A quick search online caused me to discover these adhesive remover wipes. I purchased them immediately and I can say it was a brilliant buy. I no longer scratch at my skin until the adhesive disappears; rather, I merely wipe the area with one of these towelettes and within seconds, all adhesive is painlessly removed.

If you’ve struggled in a similar manner with removing your medical adhesive, definitely look into these wipes and save your skin from stress.

Sometimes, You Just Need to Enjoy the Sushi.

Or the pizza. Or the burrito. Or the decadent three-layer chocolate cake. Whatever the high-carb indulgence is, I’d rather just relish in it rather than focus on my diabetes.

Does that make me a “bad” diabetic? No. It’s not like I’m skipping an insulin dose or binge-eating food. I’m merely trying to enjoy a rare treat as well as the social experience that comes with it – like having sushi with coworkers.

A recent sushi dinner reminded me that it’s okay to stop thinking about my diabetes for a little while.

So instead of staring at my double-up arrows on my Dexcom, I’m staring at the artfully arranged sushi platter in front of me.

Instead of ordering the lowest-carb item on the menu, I order what I actually want to eat.

Instead of fretting over how quickly my insulin will kick in, I fret over which sushi roll I should try first.

Instead of letting my diabetes take over my dinner, I’m letting it go and living.

Sometimes, I need to remind myself that it’s okay to stop obsessing over my blood sugar in order to just live and enjoy my life.

Insulin Pumps and X-rays

“You have to remove your insulin pump before we can take your X-rays,” the technician said to me. I stared at him, and responded point-blank, “What? No, I can’t take it off.” I tried to hide the panic in my voice, but it quavered as tears stung my eyes.
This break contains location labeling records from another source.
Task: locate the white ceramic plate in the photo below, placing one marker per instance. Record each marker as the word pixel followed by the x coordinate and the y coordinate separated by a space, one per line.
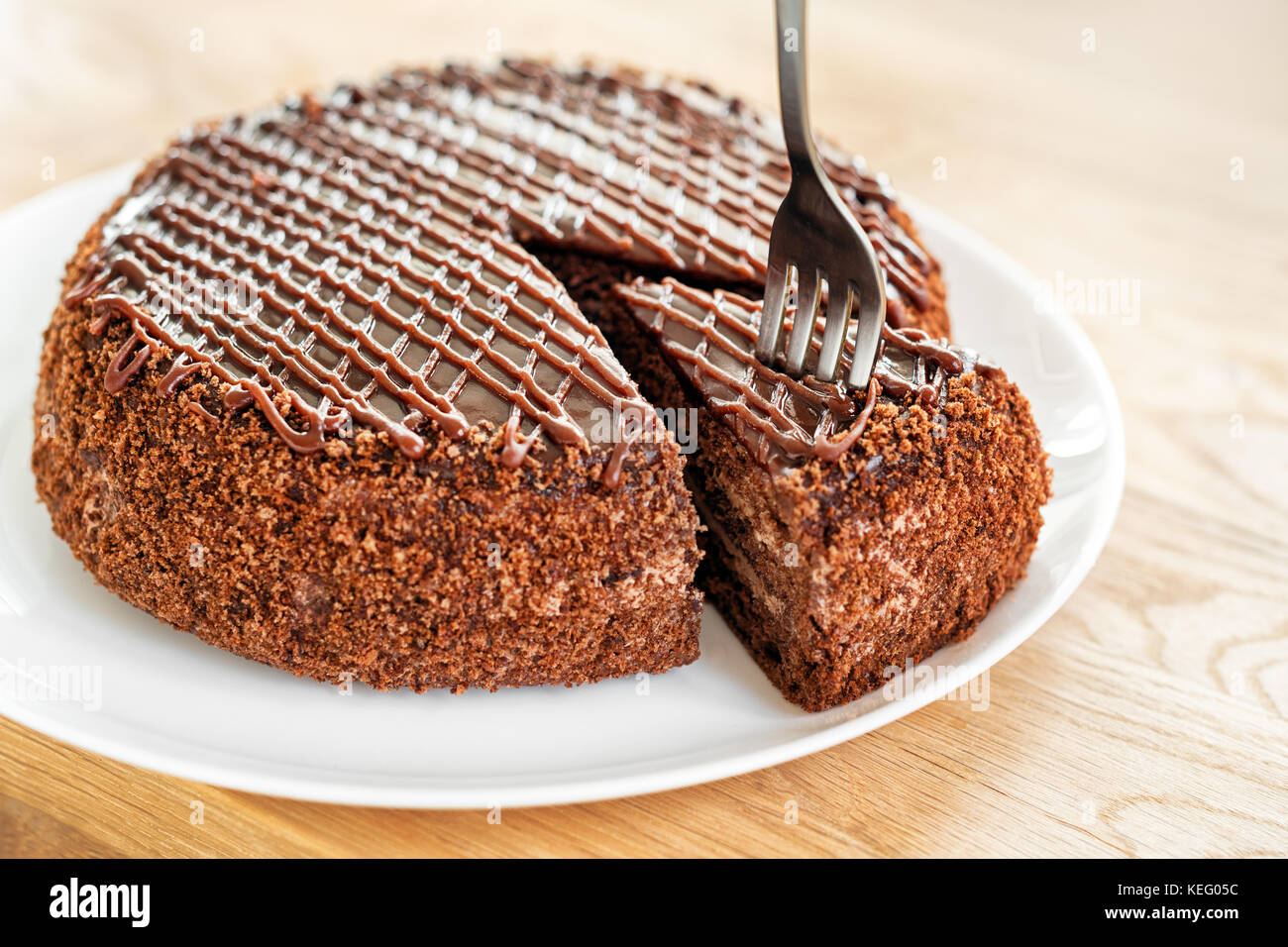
pixel 81 667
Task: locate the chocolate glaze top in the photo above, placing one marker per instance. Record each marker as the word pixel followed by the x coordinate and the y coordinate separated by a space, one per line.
pixel 359 257
pixel 785 421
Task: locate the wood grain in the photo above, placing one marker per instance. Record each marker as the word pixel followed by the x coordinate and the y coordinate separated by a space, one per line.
pixel 1149 715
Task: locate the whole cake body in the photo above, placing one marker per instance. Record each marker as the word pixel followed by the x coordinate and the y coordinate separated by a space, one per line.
pixel 347 385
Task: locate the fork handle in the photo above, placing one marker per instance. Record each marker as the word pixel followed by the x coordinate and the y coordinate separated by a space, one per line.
pixel 791 86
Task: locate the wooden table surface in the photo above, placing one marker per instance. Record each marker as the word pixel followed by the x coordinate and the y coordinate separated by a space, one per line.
pixel 1099 141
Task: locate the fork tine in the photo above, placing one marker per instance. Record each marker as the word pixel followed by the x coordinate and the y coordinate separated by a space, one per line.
pixel 803 325
pixel 772 313
pixel 835 330
pixel 868 339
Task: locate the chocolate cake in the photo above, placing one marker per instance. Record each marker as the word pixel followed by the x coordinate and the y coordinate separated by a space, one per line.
pixel 353 385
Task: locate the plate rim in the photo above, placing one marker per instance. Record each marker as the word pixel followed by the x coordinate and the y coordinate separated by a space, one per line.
pixel 580 787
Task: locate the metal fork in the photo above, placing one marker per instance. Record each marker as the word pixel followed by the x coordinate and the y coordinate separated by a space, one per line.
pixel 815 234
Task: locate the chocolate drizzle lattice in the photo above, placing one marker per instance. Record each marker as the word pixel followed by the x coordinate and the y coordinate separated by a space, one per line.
pixel 357 257
pixel 782 420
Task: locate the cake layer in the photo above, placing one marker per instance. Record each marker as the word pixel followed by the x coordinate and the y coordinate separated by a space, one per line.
pixel 359 562
pixel 849 534
pixel 317 392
“Well, let me check our insulin pump protocol…” his voice trailed off as he left me in the dark room with my right arm held up in the air in an attempt to mitigate the throbbing sensation going up and down my forearm.

That pod on my arm can’t simply be removed on command.

When I fell and broke my ulna a couple weeks ago, my insulin pump was one of the last things to cross my mind as I was shuffled from doctor to doctor and one medical facility after the other. All I could concentrate on was the injury – how severe was it? Would I be able to work? Could I keep up my exercise regimen? Was I going to need surgery? My diabetes, for once, was far from my thoughts.

But this instantly changed when I went to get an X-ray. When the technician told me that I’d have to remove my pump, I wanted to shout at him, “No! If I do that, my blood sugar will skyrocket! You can’t expect me to do that!” It was hard to keep calm, and my emotions were already running amok due to the chaos of the morning so far. So even as I tried to fight the tears, a couple escaped and ran down my cheeks. When he came back into the room, the X-ray technician’s expression changed. He looked at me empathetically.

“It’ll be okay. Come on, let’s call your endocrinologist. We’ll see what she has to say and get this all figured out.”

Twenty minutes later, after a series of phone calls and a few accidental hang-ups, we received confirmation that I could, indeed, wear my pump for the X-ray. The nurse practitioner who I spoke with at my endo’s office said that it was safe as long as I wore the protective vest. “It’s really only a problem if you’re going in for an MRI or a CAT scan, because those involve magnets,” he told me.

Once I got off the phone, I ran over to the X-ray technician and explained it to him. He smiled at me and said, “Got it. Let’s get these pictures over with – you’ve already had quite a day so far.”

I nodded and thanked him for his patience. He was right, I was overwhelmed from the events of the day – it wasn’t even noon yet – but in hindsight, I’m glad that the technician didn’t try to fight me when I said I couldn’t remove my pump. His willingness to hear me out was huge. It’s not easy to be your own advocate in a high-stress situation like that. But I’m proud of myself for speaking up and getting the answers we needed. Everything worked out in the end – well, except for that pesky broken-bone bit.